Values within a Domain also need a defined format. A date must follow its specified format regardless of how the source system stored it. Format integration is mechanical, but skipping it breaks downstream consistency.

Value: When Individual Entries Carry Meaning

Individual Values can also represent their own Concepts. If we have a Concept "Organization" classified by the Global Industrial Classification System (GICS), one Value might be code "10" - the Term "Energy Sector," defined as:

Companies whose businesses are dominated by the construction or provision of oil rigs, drilling equipment, energy-related services, or the exploration, production, marketing, refining, and transportation of oil, gas, coal, and other consumable fuels.

This Value, like the levels above it, is its own Concept with its own Definition. The same applies to ISO 4217 Currency Codes, where each code carries a Definition.

The ability to integrate Values - not just Concepts, Characteristics, and Domains - is what completes the common information view in the Data Warehouse.

Instance: Where Definitions Meet Reality

An Instance is an individual thing that fulfills the Definition of a Concept - a specific bank account, a particular customer, an individual organization.

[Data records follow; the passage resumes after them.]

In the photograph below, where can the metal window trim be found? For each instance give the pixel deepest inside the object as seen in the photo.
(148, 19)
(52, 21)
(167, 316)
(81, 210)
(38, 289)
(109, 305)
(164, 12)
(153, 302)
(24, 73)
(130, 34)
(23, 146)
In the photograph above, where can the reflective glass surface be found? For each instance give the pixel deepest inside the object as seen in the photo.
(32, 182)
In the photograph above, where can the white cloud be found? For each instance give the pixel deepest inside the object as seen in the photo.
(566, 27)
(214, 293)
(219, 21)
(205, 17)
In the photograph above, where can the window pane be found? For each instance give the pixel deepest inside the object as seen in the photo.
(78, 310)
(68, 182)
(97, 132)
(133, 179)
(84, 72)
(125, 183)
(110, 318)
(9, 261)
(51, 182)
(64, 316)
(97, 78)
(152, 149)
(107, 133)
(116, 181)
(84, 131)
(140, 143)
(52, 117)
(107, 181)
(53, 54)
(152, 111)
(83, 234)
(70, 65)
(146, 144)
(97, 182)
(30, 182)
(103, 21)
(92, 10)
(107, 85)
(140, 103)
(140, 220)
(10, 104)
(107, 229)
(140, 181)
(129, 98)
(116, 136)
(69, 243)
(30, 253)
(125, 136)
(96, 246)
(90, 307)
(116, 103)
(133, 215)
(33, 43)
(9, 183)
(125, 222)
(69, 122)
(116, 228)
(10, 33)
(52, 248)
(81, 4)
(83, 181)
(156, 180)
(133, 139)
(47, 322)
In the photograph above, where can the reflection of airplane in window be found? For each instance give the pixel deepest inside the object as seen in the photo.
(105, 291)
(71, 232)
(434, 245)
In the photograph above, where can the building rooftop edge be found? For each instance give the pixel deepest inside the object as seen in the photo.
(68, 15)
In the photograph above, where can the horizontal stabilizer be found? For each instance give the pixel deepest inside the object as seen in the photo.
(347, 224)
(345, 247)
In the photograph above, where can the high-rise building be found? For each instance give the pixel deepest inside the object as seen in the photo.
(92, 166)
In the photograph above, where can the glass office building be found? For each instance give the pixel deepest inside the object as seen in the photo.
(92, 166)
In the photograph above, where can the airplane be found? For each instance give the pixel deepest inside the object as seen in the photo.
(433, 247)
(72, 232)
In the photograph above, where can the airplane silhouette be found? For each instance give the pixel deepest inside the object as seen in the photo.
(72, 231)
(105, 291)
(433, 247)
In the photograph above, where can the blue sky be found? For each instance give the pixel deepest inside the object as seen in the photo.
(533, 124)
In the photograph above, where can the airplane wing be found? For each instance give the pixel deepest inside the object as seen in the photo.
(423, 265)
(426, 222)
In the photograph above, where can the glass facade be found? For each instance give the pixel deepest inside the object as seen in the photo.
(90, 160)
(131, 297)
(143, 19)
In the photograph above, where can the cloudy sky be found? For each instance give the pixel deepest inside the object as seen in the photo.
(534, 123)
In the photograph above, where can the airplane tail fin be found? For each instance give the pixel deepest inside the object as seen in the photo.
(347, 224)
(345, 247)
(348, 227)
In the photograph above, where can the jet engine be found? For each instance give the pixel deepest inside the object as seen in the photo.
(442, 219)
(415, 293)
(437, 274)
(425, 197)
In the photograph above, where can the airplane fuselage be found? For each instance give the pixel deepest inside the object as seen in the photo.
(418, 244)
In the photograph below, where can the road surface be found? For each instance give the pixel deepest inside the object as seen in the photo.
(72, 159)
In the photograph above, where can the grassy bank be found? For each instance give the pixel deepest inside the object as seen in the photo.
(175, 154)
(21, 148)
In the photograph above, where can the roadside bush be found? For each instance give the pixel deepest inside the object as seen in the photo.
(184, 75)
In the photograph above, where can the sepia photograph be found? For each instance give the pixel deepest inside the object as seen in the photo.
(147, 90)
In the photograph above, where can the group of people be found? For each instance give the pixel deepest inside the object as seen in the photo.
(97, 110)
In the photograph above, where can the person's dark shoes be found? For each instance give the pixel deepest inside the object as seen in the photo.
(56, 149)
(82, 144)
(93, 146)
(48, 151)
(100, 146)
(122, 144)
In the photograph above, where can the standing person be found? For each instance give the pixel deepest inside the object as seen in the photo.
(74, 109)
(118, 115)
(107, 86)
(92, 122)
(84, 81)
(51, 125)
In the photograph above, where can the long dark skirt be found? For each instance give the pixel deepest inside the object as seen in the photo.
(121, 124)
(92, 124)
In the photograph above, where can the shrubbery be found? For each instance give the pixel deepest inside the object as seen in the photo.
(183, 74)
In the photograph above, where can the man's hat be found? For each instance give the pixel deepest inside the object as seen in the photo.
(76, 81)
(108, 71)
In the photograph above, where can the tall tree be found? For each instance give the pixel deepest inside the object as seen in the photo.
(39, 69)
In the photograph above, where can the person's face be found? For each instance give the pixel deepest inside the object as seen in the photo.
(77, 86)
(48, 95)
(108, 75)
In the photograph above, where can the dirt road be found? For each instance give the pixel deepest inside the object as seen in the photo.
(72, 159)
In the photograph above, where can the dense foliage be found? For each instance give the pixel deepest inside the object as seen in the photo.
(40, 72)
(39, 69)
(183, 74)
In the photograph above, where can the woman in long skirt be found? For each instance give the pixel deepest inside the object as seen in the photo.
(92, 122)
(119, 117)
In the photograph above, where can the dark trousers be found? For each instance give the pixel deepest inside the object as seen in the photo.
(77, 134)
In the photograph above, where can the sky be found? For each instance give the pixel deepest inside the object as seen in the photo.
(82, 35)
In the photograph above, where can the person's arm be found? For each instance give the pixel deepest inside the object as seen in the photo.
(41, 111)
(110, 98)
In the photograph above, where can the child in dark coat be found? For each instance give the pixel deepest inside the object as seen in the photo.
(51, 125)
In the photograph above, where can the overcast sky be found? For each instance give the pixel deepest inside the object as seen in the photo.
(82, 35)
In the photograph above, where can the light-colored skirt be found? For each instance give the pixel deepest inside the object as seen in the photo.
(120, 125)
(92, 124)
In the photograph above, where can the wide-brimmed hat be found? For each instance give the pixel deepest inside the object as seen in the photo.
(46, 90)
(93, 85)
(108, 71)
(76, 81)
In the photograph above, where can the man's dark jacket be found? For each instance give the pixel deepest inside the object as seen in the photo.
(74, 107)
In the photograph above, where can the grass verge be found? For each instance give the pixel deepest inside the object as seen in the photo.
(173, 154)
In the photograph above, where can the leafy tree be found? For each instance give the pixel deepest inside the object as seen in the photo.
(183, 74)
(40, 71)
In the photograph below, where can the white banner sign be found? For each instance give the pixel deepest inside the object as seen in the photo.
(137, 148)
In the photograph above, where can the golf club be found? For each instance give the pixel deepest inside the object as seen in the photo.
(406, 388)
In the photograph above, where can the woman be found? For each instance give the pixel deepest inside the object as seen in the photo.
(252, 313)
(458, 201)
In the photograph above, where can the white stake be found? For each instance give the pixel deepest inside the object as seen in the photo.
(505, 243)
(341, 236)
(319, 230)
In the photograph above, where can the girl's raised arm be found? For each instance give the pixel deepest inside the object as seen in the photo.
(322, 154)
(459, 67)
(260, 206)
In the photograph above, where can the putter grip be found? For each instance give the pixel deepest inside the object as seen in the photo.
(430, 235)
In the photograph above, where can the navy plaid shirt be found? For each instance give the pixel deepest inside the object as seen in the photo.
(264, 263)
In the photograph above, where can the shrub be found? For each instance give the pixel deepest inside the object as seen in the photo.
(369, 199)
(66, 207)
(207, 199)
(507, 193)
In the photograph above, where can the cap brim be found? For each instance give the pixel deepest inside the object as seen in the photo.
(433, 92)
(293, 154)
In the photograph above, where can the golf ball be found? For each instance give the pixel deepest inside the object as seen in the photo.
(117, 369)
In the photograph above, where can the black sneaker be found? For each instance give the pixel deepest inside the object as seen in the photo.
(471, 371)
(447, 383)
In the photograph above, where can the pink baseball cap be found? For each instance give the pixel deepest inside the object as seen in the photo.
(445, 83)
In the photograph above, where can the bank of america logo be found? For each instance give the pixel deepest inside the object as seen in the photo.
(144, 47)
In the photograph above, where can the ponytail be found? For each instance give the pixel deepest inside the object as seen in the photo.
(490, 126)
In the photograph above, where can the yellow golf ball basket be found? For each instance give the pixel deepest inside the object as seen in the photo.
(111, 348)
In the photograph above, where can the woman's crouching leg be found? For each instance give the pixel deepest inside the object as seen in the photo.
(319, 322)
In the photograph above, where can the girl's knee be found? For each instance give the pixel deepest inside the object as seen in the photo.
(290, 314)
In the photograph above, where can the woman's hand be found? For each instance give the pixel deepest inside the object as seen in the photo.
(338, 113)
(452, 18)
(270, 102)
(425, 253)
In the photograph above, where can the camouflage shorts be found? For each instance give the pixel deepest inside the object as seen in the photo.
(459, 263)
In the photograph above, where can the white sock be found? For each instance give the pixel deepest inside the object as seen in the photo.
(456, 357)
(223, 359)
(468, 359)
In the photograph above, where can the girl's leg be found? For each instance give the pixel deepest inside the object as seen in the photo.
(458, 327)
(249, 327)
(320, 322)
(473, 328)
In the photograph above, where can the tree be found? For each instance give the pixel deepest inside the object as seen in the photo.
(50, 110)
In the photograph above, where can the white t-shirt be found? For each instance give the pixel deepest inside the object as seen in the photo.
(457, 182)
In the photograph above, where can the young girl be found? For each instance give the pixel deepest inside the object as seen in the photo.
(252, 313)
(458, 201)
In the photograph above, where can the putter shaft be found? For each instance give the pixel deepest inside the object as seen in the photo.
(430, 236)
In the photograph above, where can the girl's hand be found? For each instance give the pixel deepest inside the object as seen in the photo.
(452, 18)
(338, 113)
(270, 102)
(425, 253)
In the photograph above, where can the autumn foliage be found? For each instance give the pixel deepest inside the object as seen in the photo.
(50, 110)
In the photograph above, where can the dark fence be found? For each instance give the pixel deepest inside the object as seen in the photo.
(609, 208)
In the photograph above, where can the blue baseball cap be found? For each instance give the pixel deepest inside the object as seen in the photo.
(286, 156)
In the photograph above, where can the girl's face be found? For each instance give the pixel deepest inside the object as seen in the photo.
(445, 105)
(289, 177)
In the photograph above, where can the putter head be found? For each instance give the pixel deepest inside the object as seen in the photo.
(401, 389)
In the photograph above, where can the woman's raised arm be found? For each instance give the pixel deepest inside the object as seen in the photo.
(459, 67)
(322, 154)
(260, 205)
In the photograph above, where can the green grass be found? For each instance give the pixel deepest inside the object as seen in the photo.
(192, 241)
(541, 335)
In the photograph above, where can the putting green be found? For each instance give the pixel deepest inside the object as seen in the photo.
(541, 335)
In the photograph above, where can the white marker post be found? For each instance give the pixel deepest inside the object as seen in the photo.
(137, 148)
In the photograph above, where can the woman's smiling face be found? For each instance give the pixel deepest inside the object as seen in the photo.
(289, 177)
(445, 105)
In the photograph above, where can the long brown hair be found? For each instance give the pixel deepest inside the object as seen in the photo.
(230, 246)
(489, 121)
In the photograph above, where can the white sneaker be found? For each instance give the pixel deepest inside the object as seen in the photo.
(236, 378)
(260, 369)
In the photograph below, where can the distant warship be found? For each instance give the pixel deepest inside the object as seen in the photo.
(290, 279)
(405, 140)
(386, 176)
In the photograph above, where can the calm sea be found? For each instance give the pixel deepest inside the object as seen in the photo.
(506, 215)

The only way to determine whether something qualifies is to check it against the Concept's Definition.

Through the Values each Instance holds across its Characteristics, we can analyze and report. When the Concept, Characteristics, Domains, and Values are all integrated according to their Definitions, the information becomes usable throughout the organization - regardless of which system or country created it. That is the primary purpose of a Data Warehouse.

Acceptance: The Organizational Dimension

The hierarchy above assumes Definitions already exist and are agreed upon. But agreed upon by whom, and at what scope?

A Definition's usability depends on how widely it is accepted. A Definition created for a single division cannot serve as an Enterprise Definition. This sounds obvious, but it is one of the most common problems in practice - expectations about data usability that exceed the scope of the Definitions behind it.

If someone claims an "Enterprise Data Warehouse," the Definitions must be accepted throughout the enterprise. They seldom are. This gap creates frustration, mistrust, and failed projects. Being explicit about acceptance scope - and honest about its limitations - is essential for realistic expectations.

Where This Leads

The conceptual hierarchy above is the foundation, but it is only the starting point. These Definitions shape how both humans and AI systems work with data - from integration decisions and data modeling to platform construction. In Part 2, we look at how Definitions are applied in practice when doing integration work: where they break down, how teams negotiate them, and what happens when they are missing. In Part 3, we explore how this integration discipline translates into declarative architectures and AI-driven platforms.

Conclusion

Information Integration is the discipline of determining which Concept each data record belongs to. The only way to do this reliably is through Definitions at every level:

  • Concept Definition - what kind of thing is this?
  • Characteristic Definition - what describes instances of this Concept?
  • Domain Definition - what values are valid, and in what format?
  • Value Definition - what does a specific value mean?

The organizational challenge is just as real as the technical one. Definitions need broad acceptance to deliver their promised scope, and that acceptance is hard-won. But the investment compounds: Semantic Clarity - every Concept, Characteristic, Domain, and Value clearly defined and broadly accepted - creates a foundation that the rest of the organization can build on.

Where to start? Before integrating data from two systems, write down the Definition of each shared Concept and verify that both teams agree on it. If they do not, you have found the exact place where integration will break.

For a deeper treatment of Definitions and their management - including formal methods for creating, validating, and governing them across an organization - see Definitions in Information Management by Malcolm D. Chisholm, Ph.D. It remains one of the clearest formal frameworks on this subject.